STRUCTURAL GEOLOGY AND STRATIGRAPHY OF THE SALTVILLE, VA 7.5 MINUTE QUADRANGLE


WEBB Jr, Fred, Departement of Geology, Appalachian State University, Boone, NC 28608 and RAYMOND, Loren A., Geology Services International, Inc, Boone, NC 28607, webbfj@appstate.edu

The Saltville, VA 7.5 minute quadrangle is in the Valley and Ridge Structural Province of the Southern Appalachian Orogen. The geology is dominated by folded Cambrian to Mississippian rocks and contains faults only at the southeastern and northwestern portions of the quadrangle. In the south, the Cambrian Honaker and Nolichucky Formations are thrust northwestward, along the Saltville Fault, over Mississippian Maccrady and Little Valley Formations on the inverted southeast limb of the Greendale Syncline. A faulted thrust slice of probable Upper Devonian rocks occurs along the fault in the eastern portion of the area. On the north, the Copper Creek and Narrows faults project into the quadrangle from the southwest and northeast, respectively, but separation seems limited to an unknown but small amount of northwestward transport of Lower Ordovician Knox Group carbonate rocks over locally intensely folded Knox Group and Middle Ordovician limestone units. Discontinuous areas of autobreccia and silicification and minor mesoscopic folding occur along the poorly exposed fault zone. The nine mappable and named folds in the area are relatively broad and generally have characteristic Valley and Ridge geomorphic expression. Except for the southern 20 percent of the area, the quadrangle had not been mapped at a scale > 1:90,000 in the past 60 years. The 22 mappable units contain many previously undescribed features.

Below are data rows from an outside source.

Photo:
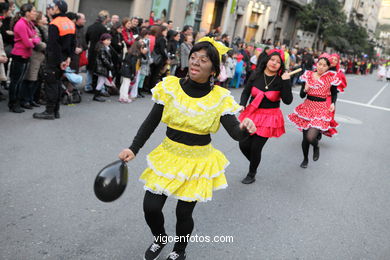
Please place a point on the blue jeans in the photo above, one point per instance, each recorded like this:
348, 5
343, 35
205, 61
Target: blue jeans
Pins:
141, 80
17, 73
28, 91
88, 86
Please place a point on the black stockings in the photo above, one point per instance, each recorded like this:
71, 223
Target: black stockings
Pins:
309, 138
251, 147
153, 204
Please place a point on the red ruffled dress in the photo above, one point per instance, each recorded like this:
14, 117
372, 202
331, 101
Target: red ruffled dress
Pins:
315, 114
269, 121
333, 124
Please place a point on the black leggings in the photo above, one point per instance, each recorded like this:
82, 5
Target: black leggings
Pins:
251, 147
309, 138
153, 204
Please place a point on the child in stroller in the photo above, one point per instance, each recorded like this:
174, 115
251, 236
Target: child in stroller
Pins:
71, 94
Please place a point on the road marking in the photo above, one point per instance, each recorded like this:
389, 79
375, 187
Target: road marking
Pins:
347, 119
377, 94
356, 103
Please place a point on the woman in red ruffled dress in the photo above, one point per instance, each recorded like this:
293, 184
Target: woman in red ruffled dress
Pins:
315, 114
266, 87
335, 66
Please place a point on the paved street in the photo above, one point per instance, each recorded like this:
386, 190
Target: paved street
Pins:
337, 208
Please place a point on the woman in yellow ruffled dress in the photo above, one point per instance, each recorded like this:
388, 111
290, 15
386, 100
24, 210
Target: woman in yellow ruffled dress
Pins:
185, 165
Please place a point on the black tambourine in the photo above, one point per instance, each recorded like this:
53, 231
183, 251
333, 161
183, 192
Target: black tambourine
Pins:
111, 181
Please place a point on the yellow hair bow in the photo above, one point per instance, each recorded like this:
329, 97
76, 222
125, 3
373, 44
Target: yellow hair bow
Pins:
221, 48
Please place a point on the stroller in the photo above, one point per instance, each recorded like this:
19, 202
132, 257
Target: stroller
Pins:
71, 94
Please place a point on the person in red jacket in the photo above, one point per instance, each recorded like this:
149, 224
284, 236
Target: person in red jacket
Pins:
151, 18
60, 47
25, 38
335, 66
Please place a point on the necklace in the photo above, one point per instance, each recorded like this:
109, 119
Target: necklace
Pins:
268, 84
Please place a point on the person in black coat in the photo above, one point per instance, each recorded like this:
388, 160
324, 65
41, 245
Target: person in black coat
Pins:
160, 49
81, 44
92, 37
104, 65
129, 73
117, 51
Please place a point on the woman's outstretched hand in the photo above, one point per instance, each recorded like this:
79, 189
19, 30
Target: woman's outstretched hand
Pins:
248, 125
126, 155
331, 108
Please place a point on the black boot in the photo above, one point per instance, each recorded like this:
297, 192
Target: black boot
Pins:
97, 97
57, 115
250, 178
57, 111
316, 153
15, 108
48, 114
44, 115
304, 164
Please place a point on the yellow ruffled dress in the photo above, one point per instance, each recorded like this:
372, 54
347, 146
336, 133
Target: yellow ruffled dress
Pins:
188, 173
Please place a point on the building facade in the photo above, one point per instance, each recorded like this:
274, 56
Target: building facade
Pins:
363, 12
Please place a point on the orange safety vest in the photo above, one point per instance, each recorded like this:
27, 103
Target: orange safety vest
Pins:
65, 25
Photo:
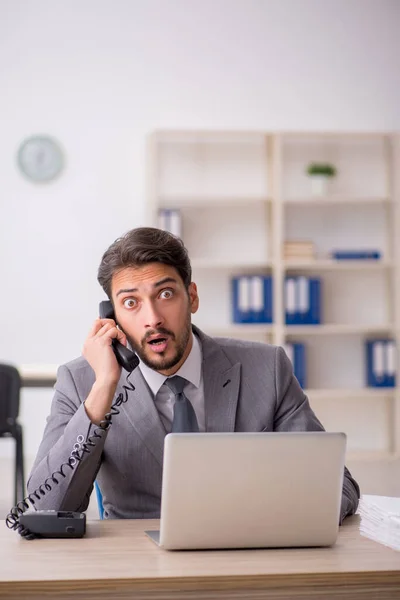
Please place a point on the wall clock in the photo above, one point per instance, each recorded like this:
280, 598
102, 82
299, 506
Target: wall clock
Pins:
40, 158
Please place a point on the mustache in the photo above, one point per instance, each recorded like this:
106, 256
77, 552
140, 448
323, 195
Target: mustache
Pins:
159, 331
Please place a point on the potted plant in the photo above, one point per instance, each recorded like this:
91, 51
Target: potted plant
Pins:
320, 174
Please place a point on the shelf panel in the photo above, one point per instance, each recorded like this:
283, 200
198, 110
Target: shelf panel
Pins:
321, 394
338, 265
332, 329
335, 200
245, 329
226, 264
196, 202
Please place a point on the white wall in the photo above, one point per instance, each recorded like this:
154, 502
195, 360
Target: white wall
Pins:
100, 74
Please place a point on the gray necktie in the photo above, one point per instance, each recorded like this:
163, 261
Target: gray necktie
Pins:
185, 420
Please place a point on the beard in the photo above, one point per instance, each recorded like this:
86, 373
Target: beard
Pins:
163, 363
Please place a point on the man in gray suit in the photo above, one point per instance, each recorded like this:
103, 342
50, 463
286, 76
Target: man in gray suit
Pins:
227, 385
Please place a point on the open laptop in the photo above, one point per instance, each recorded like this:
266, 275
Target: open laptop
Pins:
250, 490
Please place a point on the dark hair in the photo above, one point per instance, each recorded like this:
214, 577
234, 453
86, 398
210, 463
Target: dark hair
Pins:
142, 246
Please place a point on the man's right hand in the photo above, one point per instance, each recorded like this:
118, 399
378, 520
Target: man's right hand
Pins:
99, 353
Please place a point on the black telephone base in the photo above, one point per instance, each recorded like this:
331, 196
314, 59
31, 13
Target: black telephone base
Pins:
54, 523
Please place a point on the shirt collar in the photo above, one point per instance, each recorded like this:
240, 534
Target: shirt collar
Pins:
190, 370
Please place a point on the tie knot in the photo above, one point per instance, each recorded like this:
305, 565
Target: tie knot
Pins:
176, 384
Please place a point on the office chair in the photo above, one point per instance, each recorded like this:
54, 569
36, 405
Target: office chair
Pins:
99, 500
10, 385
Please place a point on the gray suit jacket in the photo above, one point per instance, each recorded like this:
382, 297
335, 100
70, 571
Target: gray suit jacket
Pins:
247, 387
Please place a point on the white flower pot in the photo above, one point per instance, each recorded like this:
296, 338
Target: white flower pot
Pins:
319, 185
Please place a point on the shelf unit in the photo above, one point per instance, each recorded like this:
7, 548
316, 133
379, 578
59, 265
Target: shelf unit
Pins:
241, 195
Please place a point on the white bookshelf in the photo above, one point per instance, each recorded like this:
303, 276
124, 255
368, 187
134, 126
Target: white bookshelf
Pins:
240, 196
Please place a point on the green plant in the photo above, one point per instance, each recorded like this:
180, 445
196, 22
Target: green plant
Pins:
321, 169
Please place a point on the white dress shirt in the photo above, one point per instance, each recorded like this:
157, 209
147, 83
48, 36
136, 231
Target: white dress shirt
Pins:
164, 398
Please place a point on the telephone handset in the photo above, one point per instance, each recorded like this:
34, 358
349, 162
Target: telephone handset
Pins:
52, 523
125, 357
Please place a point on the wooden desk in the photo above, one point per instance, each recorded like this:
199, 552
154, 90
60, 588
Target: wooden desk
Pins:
116, 560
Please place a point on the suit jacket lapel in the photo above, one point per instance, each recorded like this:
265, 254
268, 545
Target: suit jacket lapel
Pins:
142, 413
221, 386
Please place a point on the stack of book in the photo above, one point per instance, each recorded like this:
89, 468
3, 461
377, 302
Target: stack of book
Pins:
252, 299
302, 301
170, 220
380, 519
298, 251
381, 362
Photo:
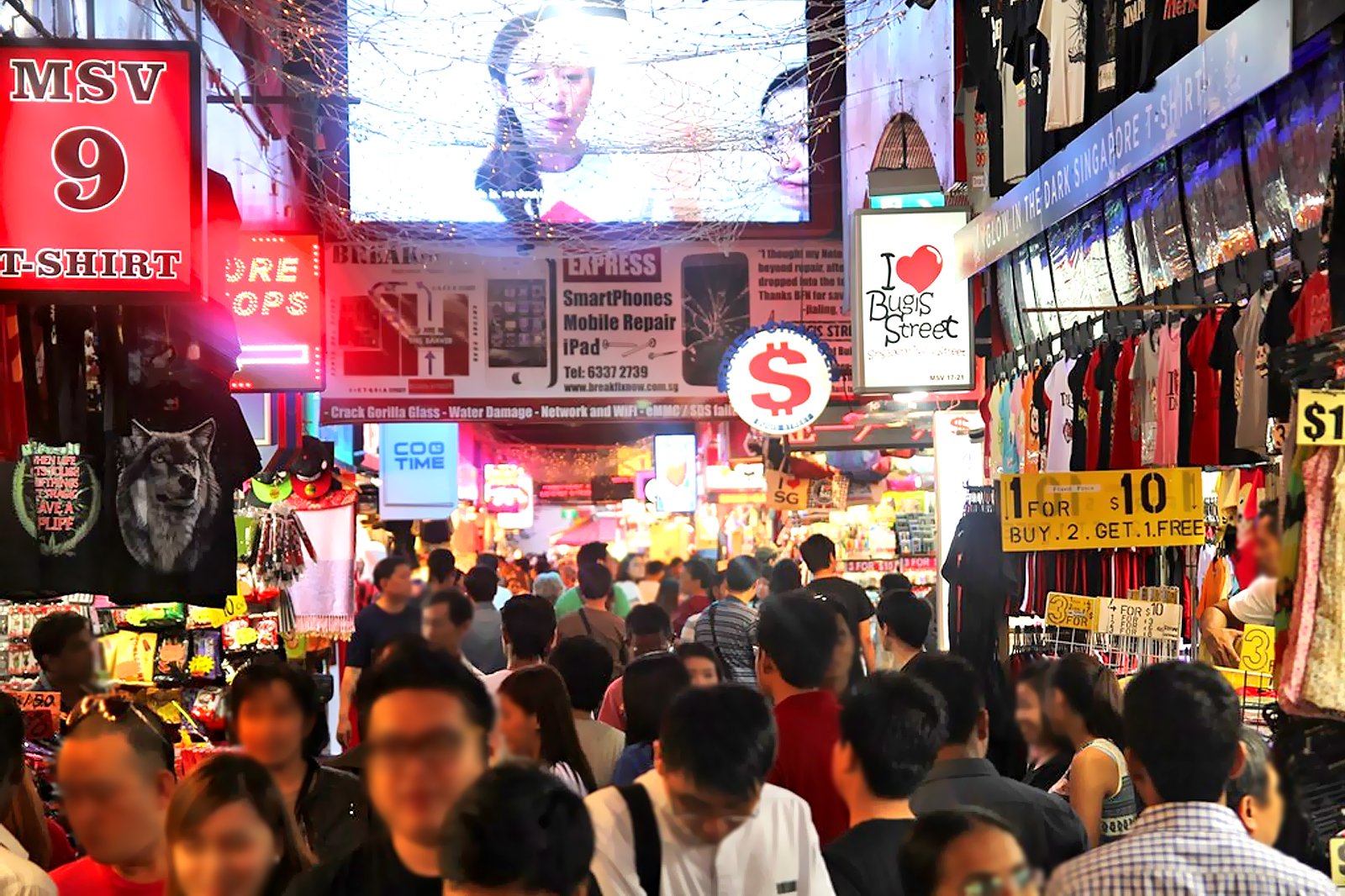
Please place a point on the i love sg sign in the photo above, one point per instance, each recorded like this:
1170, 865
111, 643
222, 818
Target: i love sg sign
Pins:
912, 313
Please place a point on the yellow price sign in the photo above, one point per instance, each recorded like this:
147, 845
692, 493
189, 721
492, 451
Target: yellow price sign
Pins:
1258, 649
1321, 417
1073, 611
1103, 509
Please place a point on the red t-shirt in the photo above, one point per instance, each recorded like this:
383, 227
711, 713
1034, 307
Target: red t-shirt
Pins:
1311, 314
1204, 427
809, 730
1125, 445
87, 878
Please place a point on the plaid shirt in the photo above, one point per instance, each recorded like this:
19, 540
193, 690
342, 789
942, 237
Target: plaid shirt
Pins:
1188, 849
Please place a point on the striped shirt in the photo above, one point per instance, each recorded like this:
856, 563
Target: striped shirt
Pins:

Notable features include large cliff exposures of Silurian Tuscarora Formation quartz arenite with extensive trace fossils and structurally and stratigraphically controlled silica cementation; and a Silurian Rose Hill section that shows marked thickness variations and lenticular stratigraphy resulting from sporadic diagenetic lithification by hematite-bearing fluids. An approximately 500 m-thick section of Middle Ordovician carbonate rocks locally contains thin beds of soft-sediment folded calcareous sandstone that may be paleoseismites. The section is capped by extensive Quaternary and possibly older sediments created by block slides, debris flows, slumps, periglacial block movements, and fluvial deposition.